Molecular Genetics

Question 0

Define genetic linkage

Answer 0

The tendency of genes that are located proximal to each other on a chromosome to be inherited together during meiosis. Therefore, genes that are very close are more likely to be inherited together = genetically linked.

Question 1

What is Hybridization in microarrays?

Answer 1

Sequence specific interaction between complementary strands of nucleic acids

Question 2

Linkage mapping?

Answer 2

Map based on the frequencies of recombination during crossover of homologous chromosomes. Can locate genes by testing genetic linkage between two already known markers.

Question 3

What is LOD score?

Answer 3

Compares likelihood of getting data as a result of loci that are linked to getting the same data purely by chance.

Question 4

Recombination frequency

Answer 4

The frequency at which a single chromosome crossover will happen between two genes during meiosis.

Question 5

Centimorgan?

Answer 5

Unit that describes the recombination frequency of 1%

Question 6

Reason for cytogenetic referral

Answer 6

Congenital abnormality 
Fam hx
Abnormal ultrasound
Known translocation carrier
Recurrent miscarriage 
Advanced maternal age
Intellectual disability

Question 7

Limitations of cytogenetics

Answer 7

Labour intensive
Only large abnormalities
Trained staff needed

Question 8

What phase are chromosomes in when karyotyped

Answer 8

Metaphase

Question 9

Three classes of chromosomes

Answer 9

Metacentric - centromere in middle
Submetacentric - centromere off centre
Acrocentric - centromere at end

Question 10

Euploid

Answer 10

Any exact multiple of chromosome

Question 11

Aneuploid

Answer 11

Extra copy of absence of a chromosome

Question 12

Non-disjunction

Answer 12

Failure of chromosome to separate normally during cell division. Results in aneuploidy. More often maternal. Spindle centromere attachment error.
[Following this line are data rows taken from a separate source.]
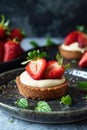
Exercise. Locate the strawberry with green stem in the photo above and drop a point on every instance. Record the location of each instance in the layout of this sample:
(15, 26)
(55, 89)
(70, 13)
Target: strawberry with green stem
(36, 64)
(55, 69)
(17, 33)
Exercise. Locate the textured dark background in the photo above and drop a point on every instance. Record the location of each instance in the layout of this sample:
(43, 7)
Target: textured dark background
(45, 17)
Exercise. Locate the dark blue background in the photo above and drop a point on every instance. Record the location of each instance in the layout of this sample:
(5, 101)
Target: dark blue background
(45, 17)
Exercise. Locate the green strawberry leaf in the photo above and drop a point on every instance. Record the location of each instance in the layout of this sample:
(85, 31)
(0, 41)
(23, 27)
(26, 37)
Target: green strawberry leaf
(34, 44)
(49, 42)
(34, 55)
(66, 100)
(82, 85)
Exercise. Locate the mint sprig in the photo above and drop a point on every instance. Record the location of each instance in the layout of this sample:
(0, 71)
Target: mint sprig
(49, 42)
(43, 106)
(60, 61)
(23, 103)
(34, 44)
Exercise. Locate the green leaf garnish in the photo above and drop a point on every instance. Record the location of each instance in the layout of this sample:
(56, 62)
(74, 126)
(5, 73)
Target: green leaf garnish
(23, 103)
(74, 61)
(66, 100)
(60, 61)
(43, 106)
(49, 42)
(34, 44)
(34, 55)
(82, 85)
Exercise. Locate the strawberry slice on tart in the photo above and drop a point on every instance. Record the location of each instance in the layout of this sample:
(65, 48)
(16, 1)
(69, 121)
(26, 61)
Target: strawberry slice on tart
(36, 64)
(55, 69)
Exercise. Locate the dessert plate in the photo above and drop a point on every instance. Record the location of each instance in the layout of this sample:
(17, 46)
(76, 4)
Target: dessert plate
(77, 111)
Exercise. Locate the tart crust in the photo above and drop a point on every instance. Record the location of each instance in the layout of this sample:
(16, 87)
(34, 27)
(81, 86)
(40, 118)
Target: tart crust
(41, 93)
(69, 54)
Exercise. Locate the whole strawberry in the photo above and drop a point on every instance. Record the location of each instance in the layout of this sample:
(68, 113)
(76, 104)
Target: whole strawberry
(17, 33)
(55, 69)
(12, 49)
(36, 64)
(3, 27)
(71, 37)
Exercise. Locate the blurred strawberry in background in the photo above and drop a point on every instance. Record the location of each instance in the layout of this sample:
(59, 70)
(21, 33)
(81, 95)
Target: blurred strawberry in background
(10, 40)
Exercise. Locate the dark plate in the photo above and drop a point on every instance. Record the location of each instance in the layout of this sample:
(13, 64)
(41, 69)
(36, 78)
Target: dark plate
(60, 114)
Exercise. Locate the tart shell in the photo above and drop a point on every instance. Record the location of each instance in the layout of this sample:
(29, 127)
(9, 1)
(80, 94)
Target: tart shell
(41, 93)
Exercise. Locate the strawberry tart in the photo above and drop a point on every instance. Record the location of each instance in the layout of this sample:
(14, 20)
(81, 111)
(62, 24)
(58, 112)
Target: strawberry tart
(75, 44)
(42, 79)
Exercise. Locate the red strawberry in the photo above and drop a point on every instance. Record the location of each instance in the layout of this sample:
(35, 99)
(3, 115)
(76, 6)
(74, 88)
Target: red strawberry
(17, 33)
(1, 51)
(12, 49)
(82, 39)
(36, 68)
(71, 37)
(53, 70)
(3, 27)
(83, 61)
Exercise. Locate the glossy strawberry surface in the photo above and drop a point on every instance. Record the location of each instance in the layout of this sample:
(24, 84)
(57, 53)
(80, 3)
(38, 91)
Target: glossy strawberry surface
(53, 70)
(36, 68)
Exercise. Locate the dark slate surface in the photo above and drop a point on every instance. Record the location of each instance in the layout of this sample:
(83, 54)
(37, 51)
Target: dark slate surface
(42, 17)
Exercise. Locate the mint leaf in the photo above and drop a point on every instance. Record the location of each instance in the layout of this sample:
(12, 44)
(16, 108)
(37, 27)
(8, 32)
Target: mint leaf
(43, 106)
(23, 103)
(66, 100)
(82, 85)
(49, 42)
(34, 44)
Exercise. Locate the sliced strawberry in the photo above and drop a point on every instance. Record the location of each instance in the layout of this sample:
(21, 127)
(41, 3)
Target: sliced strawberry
(71, 37)
(1, 51)
(53, 70)
(12, 50)
(82, 40)
(17, 33)
(36, 68)
(83, 61)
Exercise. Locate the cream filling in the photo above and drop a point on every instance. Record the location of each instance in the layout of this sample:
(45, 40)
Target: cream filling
(73, 47)
(26, 79)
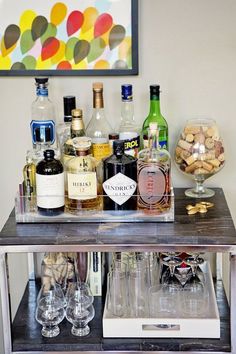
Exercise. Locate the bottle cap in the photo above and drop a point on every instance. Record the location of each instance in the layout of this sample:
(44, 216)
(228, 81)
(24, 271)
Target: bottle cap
(77, 113)
(126, 92)
(43, 134)
(49, 154)
(69, 105)
(118, 147)
(41, 80)
(82, 143)
(155, 89)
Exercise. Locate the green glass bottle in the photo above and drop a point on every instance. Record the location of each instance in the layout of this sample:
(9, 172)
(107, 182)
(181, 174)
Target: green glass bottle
(155, 116)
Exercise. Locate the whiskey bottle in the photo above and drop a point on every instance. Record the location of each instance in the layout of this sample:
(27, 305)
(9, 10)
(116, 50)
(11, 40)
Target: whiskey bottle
(64, 128)
(82, 186)
(120, 180)
(155, 116)
(29, 174)
(43, 113)
(154, 166)
(128, 131)
(77, 130)
(98, 128)
(50, 185)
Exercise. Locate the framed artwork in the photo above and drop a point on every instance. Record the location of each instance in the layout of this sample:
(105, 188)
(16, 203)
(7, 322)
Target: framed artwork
(68, 37)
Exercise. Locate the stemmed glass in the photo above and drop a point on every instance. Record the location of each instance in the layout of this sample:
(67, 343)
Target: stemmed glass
(200, 154)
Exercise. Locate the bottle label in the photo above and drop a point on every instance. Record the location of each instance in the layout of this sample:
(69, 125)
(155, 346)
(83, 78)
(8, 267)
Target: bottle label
(43, 124)
(50, 191)
(101, 150)
(119, 188)
(82, 186)
(153, 184)
(131, 146)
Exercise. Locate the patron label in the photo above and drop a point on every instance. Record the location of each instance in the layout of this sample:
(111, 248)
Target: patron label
(50, 191)
(82, 186)
(119, 188)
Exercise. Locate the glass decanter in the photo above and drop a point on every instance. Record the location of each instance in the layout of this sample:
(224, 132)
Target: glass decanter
(200, 154)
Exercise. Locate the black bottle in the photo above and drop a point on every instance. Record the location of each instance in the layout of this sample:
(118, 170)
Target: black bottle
(120, 180)
(50, 185)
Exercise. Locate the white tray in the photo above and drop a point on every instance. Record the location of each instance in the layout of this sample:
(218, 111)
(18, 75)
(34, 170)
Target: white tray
(207, 325)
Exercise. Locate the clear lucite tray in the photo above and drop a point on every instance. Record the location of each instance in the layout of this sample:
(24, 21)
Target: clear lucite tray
(23, 215)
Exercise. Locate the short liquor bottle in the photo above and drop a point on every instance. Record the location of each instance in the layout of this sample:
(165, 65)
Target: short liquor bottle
(154, 166)
(128, 131)
(50, 185)
(155, 116)
(98, 128)
(29, 174)
(82, 186)
(64, 128)
(120, 180)
(43, 113)
(77, 130)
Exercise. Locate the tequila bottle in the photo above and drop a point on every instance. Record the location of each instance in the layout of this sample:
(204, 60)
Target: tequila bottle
(98, 128)
(154, 166)
(120, 180)
(82, 186)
Increase with maternal age.

Question 13

Trisomy 21

Answer 13

Downs syndrome

Question 14

Trisomy 18

Answer 14

Edward’s syndrome

Question 15

Trisomy 13

Answer 15

Patau syndrome

Question 16

45, X

Answer 16

Turner syndrome

Question 17

47, XXY

Answer 17

Klinefelter syndrome

Question 18

3 aetiologies of Down’s syndrome

Answer 18

Extra chromosome 21
Robertsonian translocation
Mosaic trisomy

Question 19

Six main chromosomal structural abnormalities

Answer 19

Deletion
Ring chromosome
Duplication
Isochromsome
Inversion
Translocation

Question 20

Two types of chromosome deletion

Answer 20

Terminal

Interstitial

Question 21

Isochrome?

Answer 21

Loss of one arm with duplication of the other.

Question 22

Inversion. Define and types

Answer 22

Two breaks in chromosome and fragment rotates.
Pericentric - involves both arms
Paracentric - involves only one arm

Question 23

Types of translocation

Answer 23

Reciprocal - break in two unrelated chromosomes, exchange of broken segments.
Robertsonian - two acrocentric chromosomes joined.

Question 24

Aneuploidy arises from..

Answer 24

Non-disjunction

Anaphase lag

Question 25

Uses of aneuploidy FISH

Answer 25

Test chromosomes 13, 18, 21, X and Y
Does not require cell culture
TAT of 1 or 2 days

Question 26

Limitations of FISH

Answer 26

Expensive, only test certain chromosomes
Lead patients into false sense of security
Cannot eliminate maternal contamination
Need good cell quality

Question 27

Advantages of QF-PCR over FISH

Answer 27

Cheaper, quicker, fewer cells, eliminate maternal contamination.

Question 28

Common micro deletion diseases

Answer 28

Do George 22
Prader Willi 15
Angelman 15
Miller Dieker 17
Williams 7

Question 29

What probes does FISH use when look for acquired haematological conditions

Answer 29

Break apart probes

Question 30

Synchronized culture

Answer 30

Block frolic acid pathway with methotrexate. Cell stay at G1/S. release with Thymidine. Cells go to G2. Harvest and stain.